I’m not a dog person, but I used to be. As a child, we owned an intelligent Boston Bull named Jay Bo who delivered our newspaper to the door. Jay Bo lost his intelligence and his life when he followed my sister across a busy street.

“Now I have to go get my own paper,” was Daddy’s only nod to grief. My dad was never a dog person. He surrendered to the ladies in the family who wanted a dog. Since Daddy was the only male, he was outnumbered. Our next dog was a nervous, carpet-wetting Chihuahua named Nippy.  My mother tried tricks from every canine training manual in the Winston-Salem Public Library. When visitors came, my sister and I were placed on “doggie deposit” alert. If a really important guest came like the preacher or one of Daddy’s clients, the dog was banished to the bathroom. When I released Nippy from the bathroom she was rewarded with a new coat of pink nail polish.

Nippy also met her reward (or punishment) on the same curve of our busy street. I was devastated, but my dad’s first act was to replace the carpet, he seemed ecstatic despite my grief.

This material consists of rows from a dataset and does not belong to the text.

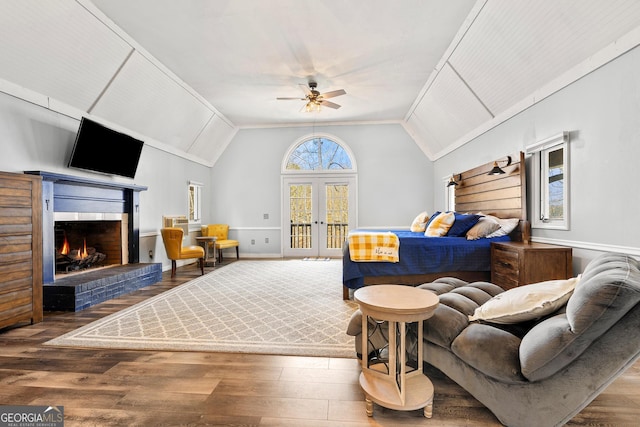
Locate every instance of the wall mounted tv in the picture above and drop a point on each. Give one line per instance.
(100, 149)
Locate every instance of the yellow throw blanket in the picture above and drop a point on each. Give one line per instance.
(373, 246)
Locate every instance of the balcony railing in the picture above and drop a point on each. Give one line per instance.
(301, 235)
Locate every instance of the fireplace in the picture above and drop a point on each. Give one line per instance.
(89, 240)
(104, 214)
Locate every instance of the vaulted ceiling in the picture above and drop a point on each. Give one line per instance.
(187, 74)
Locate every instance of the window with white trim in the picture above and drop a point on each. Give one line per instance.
(551, 182)
(195, 202)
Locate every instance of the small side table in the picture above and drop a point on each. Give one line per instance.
(392, 383)
(208, 242)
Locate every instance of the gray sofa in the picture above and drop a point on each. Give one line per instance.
(539, 372)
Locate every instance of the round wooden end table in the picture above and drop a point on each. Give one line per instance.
(208, 242)
(389, 381)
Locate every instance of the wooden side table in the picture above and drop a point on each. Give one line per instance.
(515, 264)
(208, 242)
(392, 383)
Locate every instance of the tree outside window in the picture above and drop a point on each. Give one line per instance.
(319, 154)
(551, 182)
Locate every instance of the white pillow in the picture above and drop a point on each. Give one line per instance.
(507, 225)
(440, 225)
(419, 224)
(526, 302)
(482, 229)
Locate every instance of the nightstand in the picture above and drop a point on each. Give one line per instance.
(515, 264)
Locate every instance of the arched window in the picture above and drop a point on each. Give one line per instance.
(319, 154)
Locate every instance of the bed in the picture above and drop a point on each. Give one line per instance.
(423, 259)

I had a long interlude without animals until my children were born. Stephanie and Mike, just like their dad, watched “Wild Kingdom” and read the ads from the Humane Society in the Easley newspaper. A trip to see friends who raised animals yielded a dog.  I wasn’t along for the ride so Steve and the children took advantage of my absence. Little Bit was a twelve-pound, part Chihuahua and part Terrier with a nervous carpet-wetting demeanor. Now it was my turn to pay for the agony my dog Nippy had caused!

I made a firm declaration; this dog would never see the inside of my house. Lord, make my words sweet, for tomorrow I might have to eat them! Two months after making that statement, a car hit Little Bit. She lived very well after that. We rushed her to the vet for surgery in the amount of $1,000 before being released with a hip brace, medications, and a firm warning not to let her sleep outdoors. The children could hardly suppress their glee all the way home.

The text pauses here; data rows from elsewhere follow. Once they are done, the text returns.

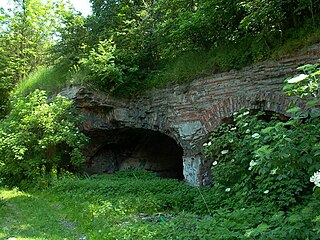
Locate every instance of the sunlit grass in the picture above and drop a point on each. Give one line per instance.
(50, 79)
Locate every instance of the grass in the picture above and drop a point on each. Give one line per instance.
(137, 205)
(188, 65)
(50, 79)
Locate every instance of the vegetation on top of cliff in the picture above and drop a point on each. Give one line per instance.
(126, 47)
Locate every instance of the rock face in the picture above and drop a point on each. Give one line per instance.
(164, 130)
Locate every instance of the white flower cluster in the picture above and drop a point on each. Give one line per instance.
(252, 164)
(316, 178)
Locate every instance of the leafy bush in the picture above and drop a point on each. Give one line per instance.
(39, 138)
(102, 70)
(267, 160)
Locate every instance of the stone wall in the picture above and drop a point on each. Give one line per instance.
(188, 113)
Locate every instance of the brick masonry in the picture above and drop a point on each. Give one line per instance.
(190, 112)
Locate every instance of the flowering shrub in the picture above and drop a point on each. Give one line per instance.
(39, 138)
(268, 160)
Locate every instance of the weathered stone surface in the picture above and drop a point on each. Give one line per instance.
(188, 113)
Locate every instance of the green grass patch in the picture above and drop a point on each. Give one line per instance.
(138, 205)
(50, 79)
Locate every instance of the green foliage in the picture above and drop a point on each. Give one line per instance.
(50, 79)
(39, 138)
(100, 64)
(161, 42)
(271, 161)
(138, 205)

Even after the brace was removed, the dog limped badly. She earned the nickname,  “Arithmetic Dog” because she put down three and carried one, (leg that is!)

As the years passed, her expenses mounted with a variety of problems:  sterilization after an affair with a German shepherd, an infected tooth, treatment for arthritis, and kidney problems.

However, her companionship was invaluable, especially as she rested beneath my husband’s hospital bed near the end of his life. She stood patiently as my daughter dressed her in a ballerina tutu and brushed her teeth. At the age of fifteen, she died peacefully and was given a respectable burial. The night she died, Stephanie, Mike, and myself had a three party telephone cry as we remembered Little Bit. There would never be another dog so loving and loyal. That’s why I’m no longer a dog person, there’s not another who can compare.